Figure 4 depicts such a situation. The decision scheme in the Low Bias condition is the
asymmetric Reasonable Doubt D shown in Table 1--the typical pattern for criminal mock juries.
The decision scheme in the High Bias condition is the Simple Majority D. Figure 4 shows that
the net pattern of relative bias falls somewhere between the Simple Majority pattern (top panel of
Figure 3) and the Truth Supported Wins pattern (bottom panel of Figure 3). When both the
prosecution's case and the anti-defendant bias are weak, juries still provide fairer verdicts than
jurors. But when the anti-defendant bias is strong, juries are considerably more biased than
jurors.
Other situations where exposure to bias changes the group process seem plausible; e.g.,
one can imagine groups "anchoring and adjusting" (see Kahneman, Slovic, & Tversky, 1982) on
MacCoun (6/3/2004) - 14
a numerical value when one is provided, but constructing a quantitative estimate more
systematically when no anchor is available. Tindale (e.g., 1993) presents some evidence for the
operation of a "Bias Wins" decision scheme, but this seems plausible only in cases where a
heuristic or bias, once voiced, is so compelling to others that they are willing to change their
preferences, without any recognition that the stated argument reflects a bias.
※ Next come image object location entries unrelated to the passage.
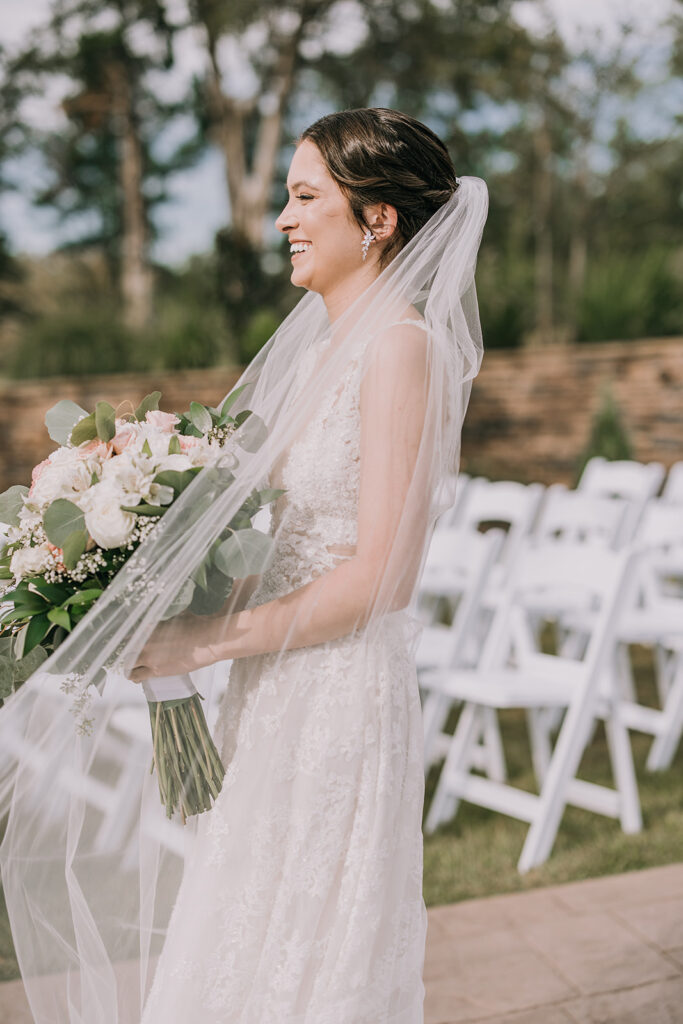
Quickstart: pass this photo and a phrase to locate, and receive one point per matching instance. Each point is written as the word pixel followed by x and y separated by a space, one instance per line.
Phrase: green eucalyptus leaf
pixel 36 631
pixel 177 478
pixel 104 421
pixel 201 417
pixel 74 547
pixel 60 617
pixel 144 509
pixel 244 553
pixel 11 503
pixel 27 666
pixel 85 430
pixel 148 403
pixel 60 519
pixel 61 419
pixel 6 677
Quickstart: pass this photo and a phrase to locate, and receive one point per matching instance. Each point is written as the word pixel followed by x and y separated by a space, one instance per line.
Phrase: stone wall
pixel 528 419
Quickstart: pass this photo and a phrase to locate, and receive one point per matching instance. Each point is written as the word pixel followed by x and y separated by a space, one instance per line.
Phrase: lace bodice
pixel 315 521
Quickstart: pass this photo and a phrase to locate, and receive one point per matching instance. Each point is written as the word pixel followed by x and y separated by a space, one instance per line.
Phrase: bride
pixel 300 897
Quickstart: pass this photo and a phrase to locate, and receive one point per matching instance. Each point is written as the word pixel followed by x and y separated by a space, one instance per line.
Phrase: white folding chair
pixel 673 489
pixel 578 515
pixel 515 674
pixel 505 504
pixel 636 481
pixel 457 567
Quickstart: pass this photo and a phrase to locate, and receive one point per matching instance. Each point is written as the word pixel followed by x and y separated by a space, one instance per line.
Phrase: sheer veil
pixel 90 864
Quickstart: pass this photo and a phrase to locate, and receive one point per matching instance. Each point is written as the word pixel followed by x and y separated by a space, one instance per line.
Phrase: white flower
pixel 30 561
pixel 108 524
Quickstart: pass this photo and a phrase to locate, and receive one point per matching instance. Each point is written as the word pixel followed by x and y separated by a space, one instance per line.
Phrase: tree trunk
pixel 250 187
pixel 578 247
pixel 543 233
pixel 136 278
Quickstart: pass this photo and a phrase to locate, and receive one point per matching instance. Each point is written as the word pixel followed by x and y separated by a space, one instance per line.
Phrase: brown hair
pixel 377 155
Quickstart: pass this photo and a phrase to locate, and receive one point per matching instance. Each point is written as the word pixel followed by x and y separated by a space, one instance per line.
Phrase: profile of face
pixel 319 223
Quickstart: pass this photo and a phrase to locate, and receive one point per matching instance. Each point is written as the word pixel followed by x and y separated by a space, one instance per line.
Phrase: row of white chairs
pixel 606 570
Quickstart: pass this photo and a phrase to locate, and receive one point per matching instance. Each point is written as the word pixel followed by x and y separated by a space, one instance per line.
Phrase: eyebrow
pixel 298 184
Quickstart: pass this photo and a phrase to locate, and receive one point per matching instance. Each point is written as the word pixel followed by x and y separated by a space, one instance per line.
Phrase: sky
pixel 198 198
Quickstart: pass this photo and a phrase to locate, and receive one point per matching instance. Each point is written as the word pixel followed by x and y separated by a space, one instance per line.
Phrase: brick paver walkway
pixel 602 951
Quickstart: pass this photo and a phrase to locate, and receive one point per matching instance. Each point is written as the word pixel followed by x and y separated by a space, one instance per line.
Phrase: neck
pixel 343 294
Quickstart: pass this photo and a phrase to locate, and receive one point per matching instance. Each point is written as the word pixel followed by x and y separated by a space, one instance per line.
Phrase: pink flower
pixel 187 443
pixel 36 473
pixel 125 432
pixel 164 421
pixel 95 446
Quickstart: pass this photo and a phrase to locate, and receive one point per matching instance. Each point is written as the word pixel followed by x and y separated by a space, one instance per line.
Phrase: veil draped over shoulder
pixel 90 863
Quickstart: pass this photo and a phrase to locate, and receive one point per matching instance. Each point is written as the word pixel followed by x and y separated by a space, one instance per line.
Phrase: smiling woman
pixel 297 898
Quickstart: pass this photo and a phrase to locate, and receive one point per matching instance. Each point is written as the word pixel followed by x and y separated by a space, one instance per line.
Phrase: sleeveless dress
pixel 301 901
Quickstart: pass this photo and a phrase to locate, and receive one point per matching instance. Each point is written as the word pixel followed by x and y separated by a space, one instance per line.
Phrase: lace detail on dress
pixel 302 899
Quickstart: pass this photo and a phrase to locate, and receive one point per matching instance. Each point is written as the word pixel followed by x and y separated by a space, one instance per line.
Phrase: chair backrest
pixel 673 488
pixel 577 516
pixel 458 564
pixel 622 478
pixel 505 504
pixel 660 525
pixel 588 573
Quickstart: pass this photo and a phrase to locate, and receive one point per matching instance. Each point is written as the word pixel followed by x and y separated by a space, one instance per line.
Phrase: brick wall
pixel 530 410
pixel 528 418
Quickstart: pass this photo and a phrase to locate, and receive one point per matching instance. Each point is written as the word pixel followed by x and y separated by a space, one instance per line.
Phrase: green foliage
pixel 631 296
pixel 608 437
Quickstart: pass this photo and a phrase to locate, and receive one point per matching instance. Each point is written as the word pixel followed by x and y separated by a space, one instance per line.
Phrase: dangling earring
pixel 365 245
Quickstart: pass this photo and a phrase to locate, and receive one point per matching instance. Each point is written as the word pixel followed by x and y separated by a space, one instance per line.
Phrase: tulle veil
pixel 90 864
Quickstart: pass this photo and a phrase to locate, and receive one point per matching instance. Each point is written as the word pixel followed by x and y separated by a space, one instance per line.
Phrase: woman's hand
pixel 176 646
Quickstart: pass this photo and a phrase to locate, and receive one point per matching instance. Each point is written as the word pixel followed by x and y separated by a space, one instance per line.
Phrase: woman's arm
pixel 392 505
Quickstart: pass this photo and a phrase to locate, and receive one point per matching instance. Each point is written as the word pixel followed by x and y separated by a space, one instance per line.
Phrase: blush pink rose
pixel 187 443
pixel 95 446
pixel 36 474
pixel 164 421
pixel 125 432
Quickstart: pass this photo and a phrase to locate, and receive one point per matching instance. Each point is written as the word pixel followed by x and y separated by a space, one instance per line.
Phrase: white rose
pixel 108 524
pixel 30 561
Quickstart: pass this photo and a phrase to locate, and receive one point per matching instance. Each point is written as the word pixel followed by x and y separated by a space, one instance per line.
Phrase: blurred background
pixel 143 152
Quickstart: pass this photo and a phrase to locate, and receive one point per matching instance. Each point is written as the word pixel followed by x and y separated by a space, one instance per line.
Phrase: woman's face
pixel 317 214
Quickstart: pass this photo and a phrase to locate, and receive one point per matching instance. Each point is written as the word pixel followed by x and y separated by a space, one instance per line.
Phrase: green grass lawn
pixel 476 854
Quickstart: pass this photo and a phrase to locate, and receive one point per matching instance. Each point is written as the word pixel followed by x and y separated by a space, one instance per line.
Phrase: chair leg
pixel 496 766
pixel 570 743
pixel 621 755
pixel 445 799
pixel 540 724
pixel 664 747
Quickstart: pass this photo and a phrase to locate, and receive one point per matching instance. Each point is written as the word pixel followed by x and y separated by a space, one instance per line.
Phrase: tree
pixel 103 164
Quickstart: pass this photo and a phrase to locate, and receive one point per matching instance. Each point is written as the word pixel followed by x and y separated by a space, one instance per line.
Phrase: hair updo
pixel 377 155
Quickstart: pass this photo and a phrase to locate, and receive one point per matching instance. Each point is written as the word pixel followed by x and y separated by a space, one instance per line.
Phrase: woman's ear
pixel 382 219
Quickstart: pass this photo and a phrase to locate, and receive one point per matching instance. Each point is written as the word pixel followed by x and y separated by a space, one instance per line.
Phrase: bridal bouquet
pixel 91 503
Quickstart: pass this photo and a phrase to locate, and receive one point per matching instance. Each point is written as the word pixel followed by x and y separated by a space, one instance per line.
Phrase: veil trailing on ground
pixel 90 863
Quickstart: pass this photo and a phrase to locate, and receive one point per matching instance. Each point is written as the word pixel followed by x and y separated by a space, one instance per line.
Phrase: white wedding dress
pixel 301 902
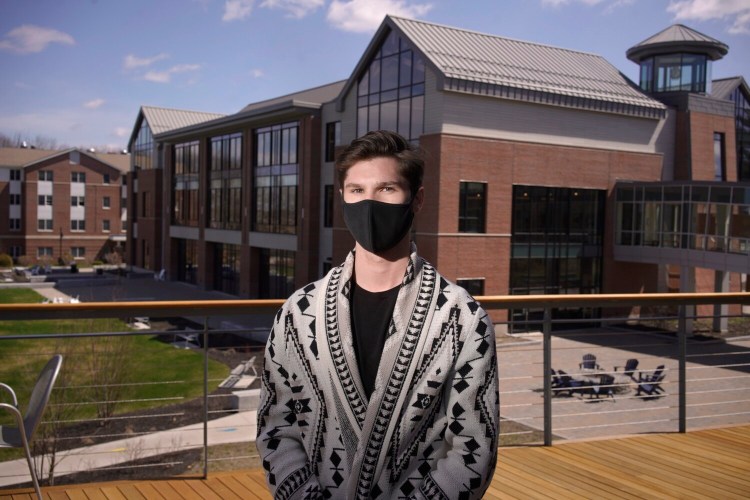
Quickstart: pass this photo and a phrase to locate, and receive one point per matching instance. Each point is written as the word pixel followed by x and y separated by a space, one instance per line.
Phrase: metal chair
pixel 26 424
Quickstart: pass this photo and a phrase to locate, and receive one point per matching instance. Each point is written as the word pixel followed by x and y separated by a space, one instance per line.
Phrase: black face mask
pixel 378 226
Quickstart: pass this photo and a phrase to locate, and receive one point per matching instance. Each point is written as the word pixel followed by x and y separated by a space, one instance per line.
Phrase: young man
pixel 380 380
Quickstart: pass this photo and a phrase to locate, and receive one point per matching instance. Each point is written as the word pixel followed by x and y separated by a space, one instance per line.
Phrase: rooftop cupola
pixel 677 59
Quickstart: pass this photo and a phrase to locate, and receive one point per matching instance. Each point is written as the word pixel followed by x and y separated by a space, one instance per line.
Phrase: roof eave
pixel 656 110
pixel 290 107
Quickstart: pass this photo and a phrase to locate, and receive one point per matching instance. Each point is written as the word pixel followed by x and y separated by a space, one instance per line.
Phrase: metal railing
pixel 706 375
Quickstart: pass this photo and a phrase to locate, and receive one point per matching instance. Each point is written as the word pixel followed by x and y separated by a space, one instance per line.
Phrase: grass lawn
pixel 140 371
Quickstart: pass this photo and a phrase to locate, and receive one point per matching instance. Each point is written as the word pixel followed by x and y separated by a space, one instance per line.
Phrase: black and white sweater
pixel 430 429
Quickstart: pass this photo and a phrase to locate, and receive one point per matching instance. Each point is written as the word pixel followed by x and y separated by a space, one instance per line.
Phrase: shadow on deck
pixel 709 463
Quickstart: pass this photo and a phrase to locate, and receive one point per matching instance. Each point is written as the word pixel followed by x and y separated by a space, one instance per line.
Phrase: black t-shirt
pixel 371 317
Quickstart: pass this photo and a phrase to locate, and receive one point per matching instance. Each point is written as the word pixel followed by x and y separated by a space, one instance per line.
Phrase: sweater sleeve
pixel 289 473
pixel 473 418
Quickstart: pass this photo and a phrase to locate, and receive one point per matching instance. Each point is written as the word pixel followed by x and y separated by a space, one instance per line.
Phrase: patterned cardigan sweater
pixel 430 428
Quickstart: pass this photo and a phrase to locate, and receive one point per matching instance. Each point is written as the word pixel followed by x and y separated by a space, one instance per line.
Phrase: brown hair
pixel 383 143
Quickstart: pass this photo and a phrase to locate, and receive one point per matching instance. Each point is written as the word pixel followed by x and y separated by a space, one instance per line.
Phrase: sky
pixel 76 72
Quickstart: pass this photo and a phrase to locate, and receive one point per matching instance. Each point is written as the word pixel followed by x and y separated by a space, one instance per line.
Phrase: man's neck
pixel 378 273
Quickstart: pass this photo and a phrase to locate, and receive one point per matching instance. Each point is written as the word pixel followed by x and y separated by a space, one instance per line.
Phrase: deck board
pixel 711 463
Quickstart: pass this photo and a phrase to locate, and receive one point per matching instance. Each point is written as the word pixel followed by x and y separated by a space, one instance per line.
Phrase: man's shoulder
pixel 311 289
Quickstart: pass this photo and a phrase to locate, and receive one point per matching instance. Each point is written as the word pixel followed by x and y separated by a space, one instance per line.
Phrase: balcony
pixel 203 358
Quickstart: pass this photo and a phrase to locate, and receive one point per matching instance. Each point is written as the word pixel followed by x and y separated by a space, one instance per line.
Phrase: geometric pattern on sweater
pixel 335 344
pixel 395 383
pixel 430 427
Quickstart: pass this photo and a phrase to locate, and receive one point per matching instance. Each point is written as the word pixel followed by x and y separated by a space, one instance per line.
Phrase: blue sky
pixel 77 71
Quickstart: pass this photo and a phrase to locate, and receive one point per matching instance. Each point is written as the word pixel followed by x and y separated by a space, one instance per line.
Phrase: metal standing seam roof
pixel 163 119
pixel 488 64
pixel 317 95
pixel 678 38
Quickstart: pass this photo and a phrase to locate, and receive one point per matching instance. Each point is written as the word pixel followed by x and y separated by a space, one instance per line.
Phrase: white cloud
pixel 93 104
pixel 735 11
pixel 296 8
pixel 28 38
pixel 364 16
pixel 166 76
pixel 235 10
pixel 560 3
pixel 133 62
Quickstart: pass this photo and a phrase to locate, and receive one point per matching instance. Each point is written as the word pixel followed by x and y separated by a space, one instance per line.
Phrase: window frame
pixel 464 226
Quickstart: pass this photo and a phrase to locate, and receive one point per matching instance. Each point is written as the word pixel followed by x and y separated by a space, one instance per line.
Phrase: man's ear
pixel 418 200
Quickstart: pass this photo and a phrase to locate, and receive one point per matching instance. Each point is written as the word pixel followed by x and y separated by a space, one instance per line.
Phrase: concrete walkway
pixel 236 428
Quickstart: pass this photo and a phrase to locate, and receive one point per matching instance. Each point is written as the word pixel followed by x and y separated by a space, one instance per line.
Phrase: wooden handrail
pixel 270 306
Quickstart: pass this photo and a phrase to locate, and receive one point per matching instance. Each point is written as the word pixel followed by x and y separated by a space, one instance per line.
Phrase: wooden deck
pixel 713 463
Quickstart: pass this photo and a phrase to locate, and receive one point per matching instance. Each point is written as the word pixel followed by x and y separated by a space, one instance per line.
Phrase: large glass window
pixel 720 166
pixel 556 247
pixel 390 94
pixel 227 269
pixel 225 172
pixel 333 139
pixel 187 261
pixel 276 273
pixel 676 73
pixel 276 178
pixel 697 216
pixel 742 133
pixel 185 184
pixel 472 207
pixel 143 149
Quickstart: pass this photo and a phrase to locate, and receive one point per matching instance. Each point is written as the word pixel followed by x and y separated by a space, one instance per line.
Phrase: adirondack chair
pixel 629 369
pixel 605 387
pixel 588 363
pixel 562 382
pixel 650 383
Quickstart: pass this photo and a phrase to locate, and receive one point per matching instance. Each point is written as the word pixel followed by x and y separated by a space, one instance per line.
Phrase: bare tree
pixel 62 406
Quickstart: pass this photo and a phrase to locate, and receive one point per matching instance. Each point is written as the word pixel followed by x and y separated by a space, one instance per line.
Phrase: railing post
pixel 682 366
pixel 205 397
pixel 547 355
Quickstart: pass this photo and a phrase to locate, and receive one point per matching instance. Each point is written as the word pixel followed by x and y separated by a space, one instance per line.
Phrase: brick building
pixel 531 153
pixel 62 206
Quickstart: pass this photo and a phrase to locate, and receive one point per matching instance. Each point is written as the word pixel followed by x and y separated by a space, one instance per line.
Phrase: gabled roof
pixel 316 96
pixel 478 63
pixel 288 105
pixel 25 157
pixel 722 89
pixel 162 120
pixel 678 38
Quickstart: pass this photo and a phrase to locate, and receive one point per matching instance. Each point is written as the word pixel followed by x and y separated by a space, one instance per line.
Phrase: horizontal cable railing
pixel 132 373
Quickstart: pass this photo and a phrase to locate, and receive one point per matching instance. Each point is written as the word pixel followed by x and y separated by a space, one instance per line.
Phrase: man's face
pixel 376 179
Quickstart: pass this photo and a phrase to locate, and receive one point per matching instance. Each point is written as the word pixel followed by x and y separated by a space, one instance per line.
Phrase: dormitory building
pixel 547 171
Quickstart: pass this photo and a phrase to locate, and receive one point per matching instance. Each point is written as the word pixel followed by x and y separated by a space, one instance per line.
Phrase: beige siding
pixel 518 121
pixel 433 104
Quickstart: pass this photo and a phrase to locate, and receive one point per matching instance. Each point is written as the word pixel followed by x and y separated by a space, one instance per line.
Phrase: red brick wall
pixel 94 240
pixel 702 128
pixel 452 159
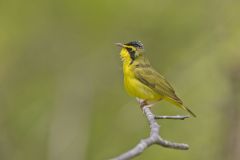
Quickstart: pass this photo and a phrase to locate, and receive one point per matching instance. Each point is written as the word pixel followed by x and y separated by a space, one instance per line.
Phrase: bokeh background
pixel 61 83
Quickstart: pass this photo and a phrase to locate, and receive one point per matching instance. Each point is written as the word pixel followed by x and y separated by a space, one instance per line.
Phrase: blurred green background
pixel 62 96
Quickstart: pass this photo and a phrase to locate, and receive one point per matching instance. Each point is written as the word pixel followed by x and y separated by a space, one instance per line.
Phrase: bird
pixel 142 81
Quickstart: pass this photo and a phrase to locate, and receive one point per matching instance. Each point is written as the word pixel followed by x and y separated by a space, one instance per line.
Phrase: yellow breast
pixel 134 87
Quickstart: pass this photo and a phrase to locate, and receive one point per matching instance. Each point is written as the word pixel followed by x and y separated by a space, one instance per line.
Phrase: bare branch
pixel 154 137
pixel 178 117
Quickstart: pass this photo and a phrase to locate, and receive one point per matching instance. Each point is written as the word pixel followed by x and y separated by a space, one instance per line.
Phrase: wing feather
pixel 151 78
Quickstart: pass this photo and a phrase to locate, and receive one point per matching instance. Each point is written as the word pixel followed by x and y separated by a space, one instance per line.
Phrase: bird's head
pixel 130 51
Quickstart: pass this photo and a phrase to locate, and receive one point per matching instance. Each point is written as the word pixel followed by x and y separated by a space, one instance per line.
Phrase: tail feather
pixel 181 106
pixel 189 111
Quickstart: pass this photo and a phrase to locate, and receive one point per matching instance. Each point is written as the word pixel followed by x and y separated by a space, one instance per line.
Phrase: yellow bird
pixel 142 81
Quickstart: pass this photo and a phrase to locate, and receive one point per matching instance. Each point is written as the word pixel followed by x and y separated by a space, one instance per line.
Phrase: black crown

The notion that
biasing manipulations might change the group process is of considerable interest to those of us
interested in the interface between cognitive and social psychology. Nevertheless, I conjecture
that most real-life examples will occupy the region of parameter space bounded by "strength-innumber" majority schemes at one extreme and the asymmetrical truth-supported wins scheme at
another (i.e., Figure 3, top and bottom panels). If so, identifying process-altering biases and
explicating their effects is unlikely to fundamentally alter the basic patterns illustrated here and in
Kerr et al. (1996a, 1996b).
WHAT HAPPENS WHEN GROUPS FAIL TO FORM OR FAIL TO DECIDE?
Our earlier SDS analyses (here and in Kerr et al., 1996a) assumed randomly sampled
group composition for a given individual p(A) in the population. Similarly, empirical SDS
applications--and most individual vs. group bias studies--estimate the probability of each group
composition from observed groupings following random assignment to groups. (A few empirical
studies have composed groups non-randomly for experimental purposes; e.g., MacCoun & Kerr,
1988.) And for simplicity, our SDS "thought experiments" assume that all groups, once formed,
reach a judgment. Here I explore some consequences of relaxing these assumptions.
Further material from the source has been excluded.